Technical Principles of 3FS
- Disaggregated Architecture: Based on a compute-storage separation design, it centralizes storage resources and uses high-speed networks (e.g., RDMA) for efficient data transfer, allowing applications to access storage resources in a "location-independent" manner, simplifying resource management.
- Chain Replication with Apportioned Queries (CRAQ): To achieve strong consistency, 3FS is based on CRAQ technology. It ensures data consistency across multiple replicas through chain replication and optimizes read performance with apportioned queries, reducing latency.
- Stateless Metadata Service: 3FS introduces a stateless metadata service based on transactional key-value storage (e.g., FoundationDB), enhancing system scalability and reducing metadata management complexity.

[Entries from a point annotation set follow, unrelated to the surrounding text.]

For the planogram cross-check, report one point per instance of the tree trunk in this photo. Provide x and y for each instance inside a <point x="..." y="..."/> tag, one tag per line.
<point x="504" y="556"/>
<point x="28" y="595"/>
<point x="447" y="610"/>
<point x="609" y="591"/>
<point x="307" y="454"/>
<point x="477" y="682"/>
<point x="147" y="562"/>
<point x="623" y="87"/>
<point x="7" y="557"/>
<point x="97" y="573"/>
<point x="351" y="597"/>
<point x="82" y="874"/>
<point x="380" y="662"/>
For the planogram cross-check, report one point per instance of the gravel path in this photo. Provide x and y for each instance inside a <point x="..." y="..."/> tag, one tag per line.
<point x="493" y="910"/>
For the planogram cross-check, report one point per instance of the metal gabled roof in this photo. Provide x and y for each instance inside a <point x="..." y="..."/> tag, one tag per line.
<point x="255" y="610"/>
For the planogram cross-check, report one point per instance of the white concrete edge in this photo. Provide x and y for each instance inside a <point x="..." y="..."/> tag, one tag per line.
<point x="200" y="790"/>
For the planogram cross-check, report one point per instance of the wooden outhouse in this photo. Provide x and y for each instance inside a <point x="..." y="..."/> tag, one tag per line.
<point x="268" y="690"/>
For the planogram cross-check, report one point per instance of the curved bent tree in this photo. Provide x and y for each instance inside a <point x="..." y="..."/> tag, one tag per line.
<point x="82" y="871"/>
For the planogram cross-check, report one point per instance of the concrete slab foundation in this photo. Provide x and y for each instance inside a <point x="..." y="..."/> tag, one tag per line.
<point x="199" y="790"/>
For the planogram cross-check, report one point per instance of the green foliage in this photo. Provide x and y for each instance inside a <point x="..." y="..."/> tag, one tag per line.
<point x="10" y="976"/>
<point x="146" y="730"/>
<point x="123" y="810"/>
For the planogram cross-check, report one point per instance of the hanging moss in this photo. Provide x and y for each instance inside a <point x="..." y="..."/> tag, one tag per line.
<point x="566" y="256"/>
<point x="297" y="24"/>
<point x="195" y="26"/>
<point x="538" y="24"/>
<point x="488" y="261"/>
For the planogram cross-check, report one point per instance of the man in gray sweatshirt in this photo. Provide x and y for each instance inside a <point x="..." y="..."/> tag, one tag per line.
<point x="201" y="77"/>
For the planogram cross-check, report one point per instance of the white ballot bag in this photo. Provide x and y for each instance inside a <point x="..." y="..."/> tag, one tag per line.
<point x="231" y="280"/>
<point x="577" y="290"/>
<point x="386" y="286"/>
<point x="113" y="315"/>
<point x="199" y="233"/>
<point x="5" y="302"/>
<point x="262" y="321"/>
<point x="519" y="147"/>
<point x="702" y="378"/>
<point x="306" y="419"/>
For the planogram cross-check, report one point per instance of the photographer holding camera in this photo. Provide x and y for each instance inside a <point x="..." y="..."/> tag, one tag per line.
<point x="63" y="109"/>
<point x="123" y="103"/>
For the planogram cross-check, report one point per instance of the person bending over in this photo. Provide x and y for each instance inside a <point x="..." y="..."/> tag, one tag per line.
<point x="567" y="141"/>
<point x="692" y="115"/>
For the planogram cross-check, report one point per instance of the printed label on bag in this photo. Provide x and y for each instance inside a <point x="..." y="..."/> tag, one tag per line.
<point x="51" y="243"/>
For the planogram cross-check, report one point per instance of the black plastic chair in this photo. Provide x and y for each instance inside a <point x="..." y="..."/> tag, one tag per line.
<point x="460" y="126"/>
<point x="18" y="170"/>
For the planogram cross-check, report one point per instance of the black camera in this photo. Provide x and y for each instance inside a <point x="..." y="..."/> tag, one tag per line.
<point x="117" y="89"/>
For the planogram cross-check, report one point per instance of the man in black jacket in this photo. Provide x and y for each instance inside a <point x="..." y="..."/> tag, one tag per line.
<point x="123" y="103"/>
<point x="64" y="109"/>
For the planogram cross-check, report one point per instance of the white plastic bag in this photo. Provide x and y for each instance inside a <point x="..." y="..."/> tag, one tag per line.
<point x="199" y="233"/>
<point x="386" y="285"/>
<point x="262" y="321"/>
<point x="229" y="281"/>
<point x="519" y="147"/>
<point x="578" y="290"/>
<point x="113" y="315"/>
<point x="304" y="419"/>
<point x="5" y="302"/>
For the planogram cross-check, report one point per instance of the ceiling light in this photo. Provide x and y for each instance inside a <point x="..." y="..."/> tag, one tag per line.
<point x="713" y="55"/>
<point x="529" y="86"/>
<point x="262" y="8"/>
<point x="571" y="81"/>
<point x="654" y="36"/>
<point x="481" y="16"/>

- Direct I/O and RDMA Optimization: Uses Direct I/O to directly access SSDs, avoiding file caching to reduce CPU and memory overhead, and employs RDMA technology for efficient data transfer, further enhancing performance.
- KVCache Technology: In inference tasks, it caches critical intermediate results using KVCache to avoid redundant calculations, significantly improving inference efficiency. KVCache combines high throughput and large capacity, serving as a low-cost alternative to DRAM cache.
- Data Locality Optimization: Optimizes data layout and access patterns to reduce data transfer latency and bandwidth consumption, particularly excelling in large-scale distributed training and inference tasks.
Performance of 3FS
- Large-Scale Read Throughput: In a cluster of 180 storage nodes, each equipped with 2×200Gbps InfiniBand NICs and 16×14TiB NVMe SSDs, approximately 500+ client nodes were used for read stress testing, each configured with 1x200Gbps InfiniBand NIC. Under background traffic from training jobs, the final aggregate read throughput reached approximately 6.6 TiB/s.
- GraySort Performance Test: 3FS performed exceptionally well in the GraySort benchmark, a large-scale data sorting test used to measure the data processing capability of distributed systems. The test cluster included 25 storage nodes (each with 2 NUMA domains, 1 storage service per domain, 2×400Gbps NIC) and 50 compute nodes (each with 192 physical cores, 2.2 TiB memory, 1×200Gbps NIC). In this test, 3FS successfully completed the sorting of 110.5 TiB of data distributed across 8192 partitions in just 30 minutes and 14 seconds, achieving an average throughput of 3.66 TiB/min.
- KVCache Inference Optimization: KVCache is a caching technology designed by 3FS to optimize LLM (Large Language Model) inference processes by caching key vectors and value vectors in the decoding layer to avoid redundant calculations. In KVCache performance tests, the peak read throughput reached 40 GiB/s, significantly improving inference efficiency. KVCache's garbage collection (GC) operations also demonstrated high IOPS performance, ensuring efficient cache management and updates.
Project Address of 3FS
Application Scenarios of 3FS
- Large-Scale AI Training: Efficiently supports rapid read/write of massive data, enhancing training speed.
- Distributed Data Processing: Optimizes data loading and management, supporting random access without the need for prefetching or shuffling.
- Inference Optimization: Reduces redundant calculations by caching intermediate results with KVCache, improving inference efficiency.
- Checkpoint Support: Provides high-throughput parallel checkpointing, ensuring the stability and recoverability of training tasks.
- Multi-Node Computing Environment: Seamlessly integrates into large-scale clusters, supporting flexible scaling to meet the needs of various AI applications.